Most Advisers Are Frogs Being Boiled Alive When It Comes To Fees

Most financial advisers acknowledge that things are likely to change when it comes to fees, initial commissions, renewals or AUM fees and so forth in coming years.

Yet they behave like the frog being boiled . The boiling frog story is a common metaphor used to describe the inability or unwillingness of people to react to or be aware of threats that arise gradually. The issue of remuneration for financial advisers is such a story.

There is an undoubted trend internationally for increased cost transparency and delivery of value to consumers. It is accepted that this naturally focusses attention upon the fees or remuneration (in all its forms) that financial advisers receive for the work they do. Or for the work they do not do in some cases. We’ve all known about this for quite some time now, and as time goes by there is increasing discussion and attention and publicity…..the temperature rises gradually.

Related: Why Creating Happy Clients Is Not Enough

Which is the cue for the boiling frog parable….The premise of this story is that if a frog is put suddenly into boiling water, it will jump out, but if the frog is put in tepid water which is then brought to a boil slowly, it will not perceive the danger and will be cooked to death. It is of course just a parable…real frogs don’t stay in water being boiled. They do actually jump out….so no actual frogs have been harmed in the writing of this post and no suggestion is made that one should try this experiment at home with your own frogs.

I do however see a lot of slowly-being-boiled-frogs in financial services.


The temperature is being gradually raised in the pot. The heat is on fees and commissions and soft dollars. And it is increasing constantly.

Yet many advisers remain passively immune to the increasing danger to their business models and stick with the known remuneration structures. This is not just my own opinion: Fidelity Investments found recently that only 9% of the advisers they surveyed had “changing fees or pricing structure” as one of their top 5 strategic priorities.

So over 90% of advisers didn’t even consider this issue important or significant enough to feature in the top 5 things their business should think about or address?


Really?

How the advice business gets paid and generates an income doesn’t feature in the top 5 things to think about.

Wow.

Hence my thinking that there are a lot of frogs being boiled alive right now….

Consumers repeatedly say that they are far more likely to work with financial advisers if fees were lower. Or if they understood the fees.
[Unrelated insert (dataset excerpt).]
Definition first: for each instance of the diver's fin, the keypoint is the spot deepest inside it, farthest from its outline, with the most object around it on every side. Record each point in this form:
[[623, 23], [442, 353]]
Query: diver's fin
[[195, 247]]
Or if they could see what value they were getting for the fees.

The common barrier cited by most consumers to engaging with advice is usually “fees”.

The point is that there will come a time in the not-so-distant future when the water temperature is deadly if advice businesses do not choose to address the issue themselves. Business models will die simply because they were comfortable with the status quo and mistakenly believed that they could tolerate the incremental changes without making a move.

The world has a habit of continually changing whether we want it to or not, and on the topic of remuneration for financial advice it will definitely keep changing. Advice businesses that want to be in business in 10 years time should be at the very least be putting their fee model somewhere near the top of their strategic priorities to work upon.

At some point you are going to have jump out of the existing pot if you want to survive.